The line was initially chartered as the Dardanelle & Russellville Railway, and train operations began on August 15, 1883. After undergoing reorganization in 1900, operations continued as the Dardanelle & Russellville Railroad. When originally constructed, the railroad carried cotton and other agricultural products. The predominant traffic shifted to coal by 1900, thanks to extensive semi-anthracite coal production along the railroad. The D&R line was sold on April 21, 1913, to J. G. Puterbaugh, president of McAlester Fuel Company. Coal production along the D&R ended in the mid-1950s when the last underground mines of McAlester Fuel Company were closed.

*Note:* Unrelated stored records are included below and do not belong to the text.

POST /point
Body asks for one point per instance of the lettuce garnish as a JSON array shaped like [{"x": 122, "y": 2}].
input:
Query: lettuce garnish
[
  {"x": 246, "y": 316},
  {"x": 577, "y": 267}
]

At one time, the railroad owned the Dardanelle Pontoon Bridge and Turnpike Company, which operated a pontoon bridge (for wagons and later automobiles, not trains) across the Arkansas River at Dardanelle. The D&R was also a leader in the trend for railroads to branch into other transportation modes, owning a highway subsidiary from 1919 to 1960. The highway subsidiary, Dardanelle Transfer Company, operated both bus and truck service over an expanded territory much larger than was served by the railroad itself.